Just as the idea of a continuous space that contains things disappears, so the idea of an elementary and primal “time” flowing regardless of things also vanishes. The equations describing grains of space and matter no longer contain the variable “time.” This doesn’t mean that everything is stationary unchanging. On the contrary, it means that change is ubiquitous—but elementary particles cannot be ordered in a common succession of “instants.” At the minute scale of the grains of space, the dance of nature does not take place to the rhythm of the baton of a single orchestral conductor, at a single tempo: every process dances independently with its neighbors, to its own rhythm. The passage of time is internal to the world, is born in the world itself in the relationship between quantum events that comprise the world and are themselves the source of time.

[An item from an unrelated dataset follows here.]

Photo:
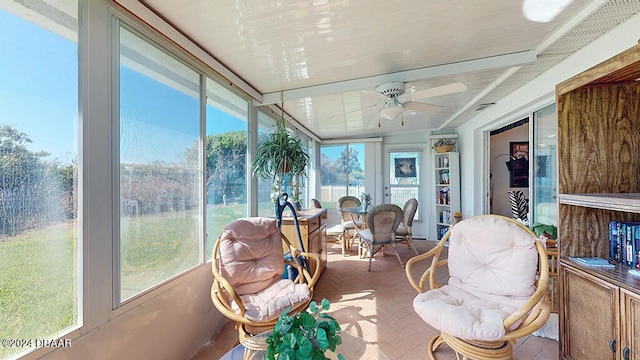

“The passage of time is internal to the world”: as a literary person, I am happy to know that cutting-edge physics beyond my ken confirms a lesson I learned long ago from Virginia Woolf.

Rovelli concludes his book with philosophical reflections on the nature of humanity and the universe. Rejecting German idealism’s anthropocentrism and its influence (he criticizes Kant, Schelling, and Heidegger by name), he takes his stand with Lucretius and Spinoza: our consciousness and our freedom are identical with the lawful, probabilistic surges of the matter and energy of which we are made, and our ever-shifting and ever-reflexive knowledge may, if we strive for it, as our ancestors strove to track their invisible prey by its visible tracks (Rovelli’s metaphor), come ever nearer to the truth. And the truth is that the universe is a rippling plane of variously interacting quantities, a wave of singular events. Left unexplained is the source of our drive to know; the analogy to paleolithic hunting is a weak reductionism. What does this universe need with our need to understand it, and why is Rovelli so certain that our need does not differentiate us from the placidity of the rocks and stones and trees? But here, admittedly, physics gives way to metaphysics.

In any case, Rovelli’s book, if it cannot provide the final answer to the fundamental questions, is highly useful in reminding this C-student in physics that the universe is almost unspeakably strange, and that appeals to “reality” may be less reassuring, though more poetically exciting, than they seem.